2015-03-26 02:28:31 INFO juju.api apiclient.go:252 dialing "wss://
2015-03-26 02:28:31 INFO juju.api apiclient.go:260 error dialing "wss://
Is there anyway to verify that juju is latest version?
| Eric Snow (ericsnowcurrently) wrote : | #10 |
Thanks for you patience on this. I've verified with Curtis (sinzui) that the fix for lp:1434680 will be in 1.20.1, which will be released in the next few days. Sorry for the confusion.
| Alex Kang (thkang0) wrote : | #11 |
Thanks Eric.
I will test it again when you release 1.20.1 and let you know if I have a problem.
| Eric Snow (ericsnowcurrently) wrote : | #12 |
Sorry, Alex. I meant 1.22.1, not 1.20.1.
| Aaron Bentley (abentley) wrote : | #13 |
Landed for 1.22 in https:/
| Andrew Love (andrew-love) wrote : | #14 |
I have the exact same issue in an environment I cannot destroy.
I am now at juju version 1.22.1-utopic on a management server. Should this version have the fix included?
How do I fix an existing state server (the bootstrap server) in a non-destructive fashion? At the moment I cannot get the state server service to listen on port 17070 due to the error loop:
2015-04-14 13:47:10 DEBUG juju.mongo open.go:122 TLS handshake failed: x509: certificate is valid for localhost, juju-apiserver, cloud-node-03.maas, not juju-mongodb
2015-04-14 13:47:11 INFO juju.worker runner.go:261 start "api"
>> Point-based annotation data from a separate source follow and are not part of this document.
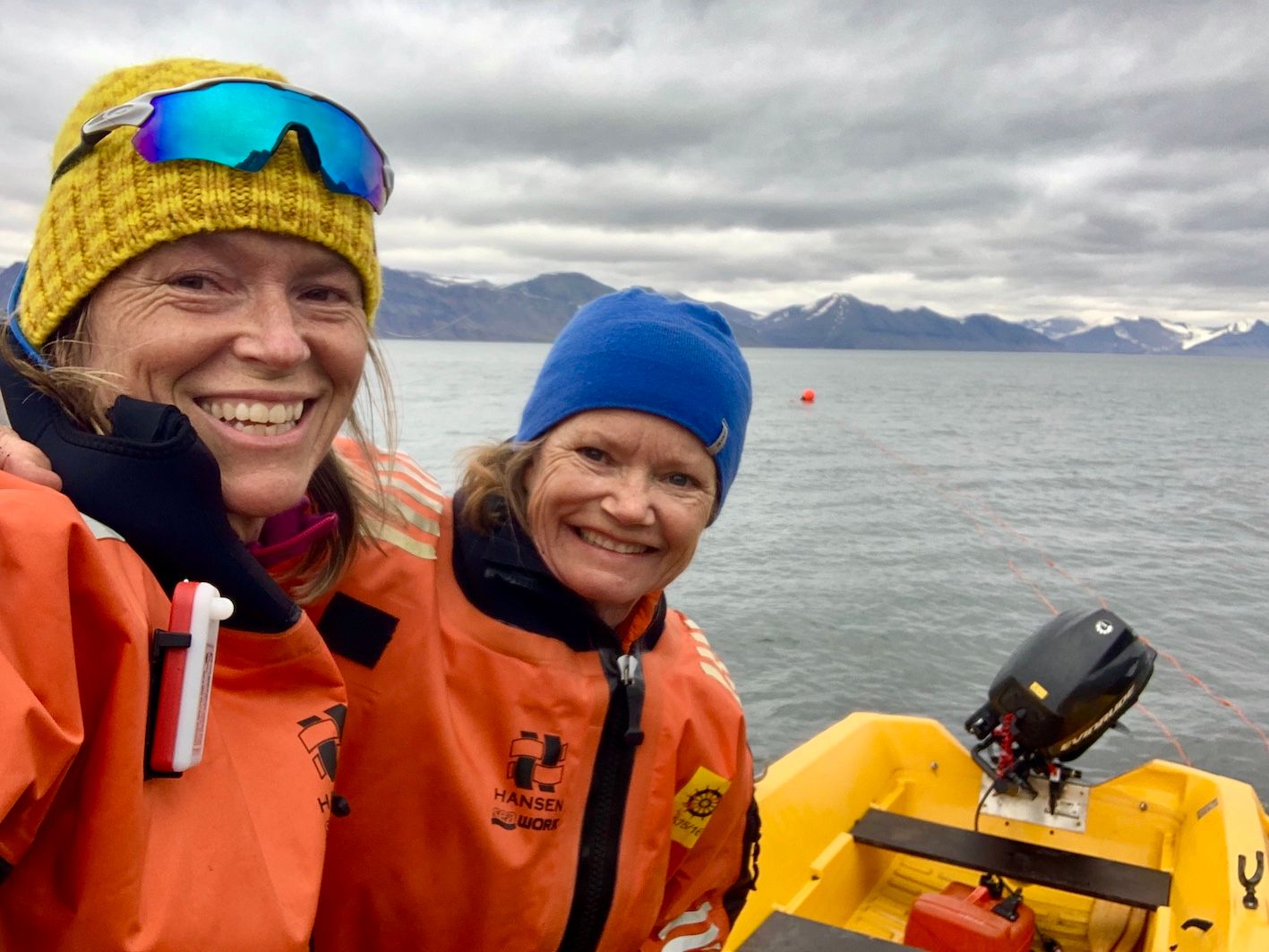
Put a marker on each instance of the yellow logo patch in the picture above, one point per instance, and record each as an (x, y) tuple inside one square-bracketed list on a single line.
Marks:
[(694, 803)]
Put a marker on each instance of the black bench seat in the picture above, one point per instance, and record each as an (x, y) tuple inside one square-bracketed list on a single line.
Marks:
[(1074, 872), (781, 932)]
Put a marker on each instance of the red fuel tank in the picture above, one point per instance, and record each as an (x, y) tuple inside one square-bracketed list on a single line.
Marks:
[(959, 919)]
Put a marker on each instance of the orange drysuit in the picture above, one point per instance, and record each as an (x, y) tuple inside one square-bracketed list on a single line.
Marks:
[(514, 787), (95, 857)]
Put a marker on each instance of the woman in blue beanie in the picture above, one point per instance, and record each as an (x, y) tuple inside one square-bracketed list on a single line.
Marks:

2015-04-14 13:47:11 INFO juju.api apiclient.go:252 dialing "wss://
2015-04-14 13:47:11 INFO juju.api apiclient.go:260 error dialing "wss://
2015-04-14 13:47:11 ERROR juju.worker runner.go:219 exited "api": unable to connect to "wss://
2015-04-14 13:47:11 INFO juju.worker runner.go:253 restarting "api" in 3s
| Andrew Love (andrew-love) wrote : | #15 |
As an addition to the above, the state server contains the following in /var/lib/
{"version"
If my juju client (management server) is at 1.22.1 and my state server is at 1.22.0, how does one push juju upgrades to the state server?
(This may be the same answer as the question I asked above.)


Could you see if this is still a problem if you run with juju 1.22? I'm checking from my side too.